I’ve been experimented with making AI-generated comics that tell a day-in-the-life story of an individual wild animal, based on its tracking data. To do this, I have to take a given dataset and turn a day of data into a comic script – for starters, I’ve been constraining myself to a single page. The datasets I find most compelling have sensing data beyond basic GPS position – like information about the ambient environment around an animal, or the animal’s internal state via its blood pressure/heart rate.
The data I’m working with now comes from developing relationships with researchers and asking for it, but my spidey sense says that there’s a lot of tracking data out there following a lot of species, and no one group actually knows how many animals are being tracked, let alone where the raw data is. My back-of-ye-envelope calculation says there are about 170,000 individual animals, across all taxa, that are being tracked right now, but the error bars on that number are pretty big. I’m curious if anybody has a better number for how many animals are currently being tracked, and if there is any one central location for the data, ideally with API access. For that matter, all the data I’m seeing follows a custom data format unique to the tracking hardware. Has anyone made a standard, extensible format for wildlife tracking data?

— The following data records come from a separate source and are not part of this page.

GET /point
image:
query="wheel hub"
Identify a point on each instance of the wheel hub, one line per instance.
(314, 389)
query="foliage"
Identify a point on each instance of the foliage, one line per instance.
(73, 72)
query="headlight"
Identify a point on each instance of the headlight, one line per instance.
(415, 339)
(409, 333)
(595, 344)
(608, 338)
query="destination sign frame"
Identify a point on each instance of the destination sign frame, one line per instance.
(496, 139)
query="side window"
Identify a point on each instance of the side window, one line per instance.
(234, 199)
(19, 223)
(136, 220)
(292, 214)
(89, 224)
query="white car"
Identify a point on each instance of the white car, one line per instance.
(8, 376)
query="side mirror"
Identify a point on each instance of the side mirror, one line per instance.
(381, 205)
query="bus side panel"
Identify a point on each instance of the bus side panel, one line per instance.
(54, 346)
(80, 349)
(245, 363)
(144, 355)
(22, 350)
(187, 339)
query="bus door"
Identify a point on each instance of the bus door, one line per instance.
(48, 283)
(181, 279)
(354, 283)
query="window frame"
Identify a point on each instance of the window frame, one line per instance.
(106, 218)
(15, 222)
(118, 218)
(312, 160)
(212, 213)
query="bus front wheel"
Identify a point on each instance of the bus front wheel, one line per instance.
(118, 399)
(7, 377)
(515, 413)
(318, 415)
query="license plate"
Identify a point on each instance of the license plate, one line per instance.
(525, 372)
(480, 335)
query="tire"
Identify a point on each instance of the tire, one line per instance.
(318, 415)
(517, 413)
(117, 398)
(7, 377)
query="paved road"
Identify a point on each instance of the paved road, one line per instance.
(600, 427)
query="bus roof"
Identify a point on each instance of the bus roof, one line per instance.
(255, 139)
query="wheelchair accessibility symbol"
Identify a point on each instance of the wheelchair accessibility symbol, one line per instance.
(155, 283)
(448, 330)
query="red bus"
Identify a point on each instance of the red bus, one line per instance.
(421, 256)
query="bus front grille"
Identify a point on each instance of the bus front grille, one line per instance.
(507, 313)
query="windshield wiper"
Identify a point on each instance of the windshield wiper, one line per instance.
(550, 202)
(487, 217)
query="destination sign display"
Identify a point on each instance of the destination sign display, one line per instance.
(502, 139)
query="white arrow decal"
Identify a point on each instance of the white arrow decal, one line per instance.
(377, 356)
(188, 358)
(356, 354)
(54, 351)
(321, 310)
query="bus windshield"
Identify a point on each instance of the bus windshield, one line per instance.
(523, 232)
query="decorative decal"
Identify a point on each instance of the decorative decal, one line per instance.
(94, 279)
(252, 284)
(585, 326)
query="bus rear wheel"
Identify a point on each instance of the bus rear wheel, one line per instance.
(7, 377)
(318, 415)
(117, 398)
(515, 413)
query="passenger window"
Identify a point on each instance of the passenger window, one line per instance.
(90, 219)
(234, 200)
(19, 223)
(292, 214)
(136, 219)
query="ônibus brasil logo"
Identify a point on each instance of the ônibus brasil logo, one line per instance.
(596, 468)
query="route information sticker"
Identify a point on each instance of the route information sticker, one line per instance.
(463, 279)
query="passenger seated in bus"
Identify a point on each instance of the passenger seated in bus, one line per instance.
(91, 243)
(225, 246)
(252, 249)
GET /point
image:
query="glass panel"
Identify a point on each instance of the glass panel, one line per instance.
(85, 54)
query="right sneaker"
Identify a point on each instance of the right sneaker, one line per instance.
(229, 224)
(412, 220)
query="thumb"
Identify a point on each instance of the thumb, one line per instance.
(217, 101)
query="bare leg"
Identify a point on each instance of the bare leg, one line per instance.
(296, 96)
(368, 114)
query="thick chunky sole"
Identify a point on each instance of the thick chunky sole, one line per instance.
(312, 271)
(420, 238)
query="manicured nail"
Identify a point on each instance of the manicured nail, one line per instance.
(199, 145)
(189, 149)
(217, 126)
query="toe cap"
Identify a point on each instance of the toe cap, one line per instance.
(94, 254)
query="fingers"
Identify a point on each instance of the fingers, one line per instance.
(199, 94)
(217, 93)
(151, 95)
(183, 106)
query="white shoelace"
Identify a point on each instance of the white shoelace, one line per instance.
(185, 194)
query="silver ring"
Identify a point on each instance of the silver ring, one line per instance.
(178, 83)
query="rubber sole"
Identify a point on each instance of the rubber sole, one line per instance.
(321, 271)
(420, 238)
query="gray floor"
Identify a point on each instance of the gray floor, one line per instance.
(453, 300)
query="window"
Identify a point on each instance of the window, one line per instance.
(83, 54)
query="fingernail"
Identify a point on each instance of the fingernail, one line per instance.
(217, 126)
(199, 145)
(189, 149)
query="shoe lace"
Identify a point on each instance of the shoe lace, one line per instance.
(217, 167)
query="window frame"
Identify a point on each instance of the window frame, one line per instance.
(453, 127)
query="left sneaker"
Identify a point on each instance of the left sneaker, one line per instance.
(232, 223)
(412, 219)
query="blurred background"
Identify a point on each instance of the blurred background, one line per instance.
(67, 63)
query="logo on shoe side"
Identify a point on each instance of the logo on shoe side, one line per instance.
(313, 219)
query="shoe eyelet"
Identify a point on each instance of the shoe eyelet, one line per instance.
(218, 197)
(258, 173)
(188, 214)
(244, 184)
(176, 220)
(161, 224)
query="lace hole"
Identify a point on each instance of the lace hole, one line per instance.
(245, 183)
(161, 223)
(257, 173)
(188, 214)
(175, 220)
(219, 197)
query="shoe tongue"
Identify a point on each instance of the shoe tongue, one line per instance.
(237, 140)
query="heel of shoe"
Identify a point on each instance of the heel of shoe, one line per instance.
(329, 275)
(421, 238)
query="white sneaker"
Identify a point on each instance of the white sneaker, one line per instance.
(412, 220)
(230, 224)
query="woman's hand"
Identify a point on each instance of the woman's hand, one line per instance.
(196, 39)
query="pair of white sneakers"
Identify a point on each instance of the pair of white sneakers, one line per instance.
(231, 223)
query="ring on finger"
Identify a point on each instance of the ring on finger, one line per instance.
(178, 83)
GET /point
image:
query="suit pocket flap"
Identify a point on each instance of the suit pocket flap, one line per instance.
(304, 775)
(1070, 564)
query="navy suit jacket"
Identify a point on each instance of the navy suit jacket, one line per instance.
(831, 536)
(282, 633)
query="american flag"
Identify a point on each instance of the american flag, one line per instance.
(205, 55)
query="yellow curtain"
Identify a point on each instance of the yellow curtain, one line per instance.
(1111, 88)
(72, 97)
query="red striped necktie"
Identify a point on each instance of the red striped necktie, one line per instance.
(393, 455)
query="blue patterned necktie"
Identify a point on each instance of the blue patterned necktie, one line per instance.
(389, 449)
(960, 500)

Hi, I am adding a little bit to this, even tho it’s quite late.
I have been making animal trackers and working with some of the people behind movebank.
It is most certainly the reference for open animal data, as many many scientists use this to save their data. Manufacturers themselves use Movebank now either as a fallback or as the main way to deliver data to their clients. That being said, a lot of animal data, especially in Africa, is being kept private as it would be a threat to many spieces that are actively endengered or poached.
For the use of environnemental and health data, I think the first one is very controversial as the temperature sensor on trackers very rarely reflects actual outdoor temps, more often a mixture between the hardware heating up, the animal body and the air. Unless the sensor is very purposefuly designed and placed to monitor air temperature, it won’t really mean too much. We have seen many birds flying at very high altitudes (multiple kms) with temps around 20C due to presumably animal body temperature and tech generating heat as well. For the latter, I am not sure movebank even supports those data formats as they are very specific and often depends on manufacturer. You could have more luck going trough papers that use these technologies and kindly request to access part of the data.